DESTEKLEMELERLE ÜRETİMİMİZ ARTMIŞTIR!
Tarım ve Orman Bakanlığının yaptığı desteklemeleriyle mercimek üretiminin artığının belirtildiği değerlendirmede “Ülkemizde diğer baklagil ürünleri gibi bir dönem düşüş yaşayan mercimek üretimi, yapılan destekleme ve proje uygulamaları ile artış göstermeye başlamıştır. Ancak henüz istenilen seviyelerde değil. TÜİK 2018/2019 pazarlama yılı verilerine göre yeterlilik oranı kırmızı mercimek için yüzde 75, yeşil mercimek için yüzde 87’dir. Türkiye kırmızı mercimek tüketimi 364 bin ton, kişi başı tüketim 4,4 kg/yıl iken yeşil mercimek Türkiye tüketimi 43 bin ton, kişi başı tüketim yıllık 0,5 Kg’dır. Kırmızı mercimekte gümrük vergisi oranı yüzde 19,3’tür. Ağustos ayı süresince yurt içi borsalarda kırmızı iç mercimeğin ton fiyatı 4 bin 850 TL. Kırmızı kabuklunun ton başı fiyatı 4 bin 300 TL. Yurt dışı borsalarda ise Kanada küçük kırmızı mercimek fiyatı 550 ton civarında seyretmiştir.

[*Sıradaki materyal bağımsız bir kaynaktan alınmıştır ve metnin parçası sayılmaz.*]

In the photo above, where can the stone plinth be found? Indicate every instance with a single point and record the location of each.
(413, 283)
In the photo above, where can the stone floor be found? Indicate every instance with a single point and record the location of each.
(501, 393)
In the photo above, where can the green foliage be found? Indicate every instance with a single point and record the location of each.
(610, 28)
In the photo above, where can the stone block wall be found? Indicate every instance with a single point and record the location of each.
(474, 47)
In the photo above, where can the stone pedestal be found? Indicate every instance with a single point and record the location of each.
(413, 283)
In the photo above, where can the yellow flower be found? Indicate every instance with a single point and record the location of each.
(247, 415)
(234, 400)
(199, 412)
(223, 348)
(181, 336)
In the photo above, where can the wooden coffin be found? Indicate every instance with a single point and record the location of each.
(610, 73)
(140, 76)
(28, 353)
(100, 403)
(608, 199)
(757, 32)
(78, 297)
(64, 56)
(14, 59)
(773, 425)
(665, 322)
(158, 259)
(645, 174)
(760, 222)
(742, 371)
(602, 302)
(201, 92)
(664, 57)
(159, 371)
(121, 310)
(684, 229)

Yeşil mercimek ise yurt içi piyasada ortalama 6 bin 050 TL, yurt dışı piyasada 620 dolar’dan işlem görmüştür” ifadeleri yer aldı.
33 MİLYON DOLARLIK GELİR!
İthalat ve ihracat farkının 2019 yılında 33 milyon dolar olduğu belirlenen değerlendirmede, şu bilgilere yer verildi: “2019 yılı ithalat - ihracat dengesine bakıldığında ise kırmızı mercimekte yaklaşık 33 milyon Dolar’lık ülkemiz lehine fark bulunmaktadır. 2019 yılı ilk yedi aylık ithalatı 173 bin ton, ihracatı ise 139 bin ton iken 2020 yılı aynı dönemdeki ithalat 331 bin ton, ihracat ise 219 bin ton olarak gerçekleşmiştir. Yılın ilk yedi ayında kırmızı mercimek ithalat ve ihracat arasındaki değer farkı ülkemiz lehine yaklaşık 17 milyon dolar olarak gerçekleşmiştir. 2019 ve 2020 yılları ilk yedi ayları karşılaştırıldığında pandemi kaynaklı olarak Orta Doğu pazarında meydana gelen baklagil talebindeki artışın Dahilde İşleme Rejimi (DİR) kısıtlaması öncesi ithalattaki artışı tetiklediği düşünülmektedir.”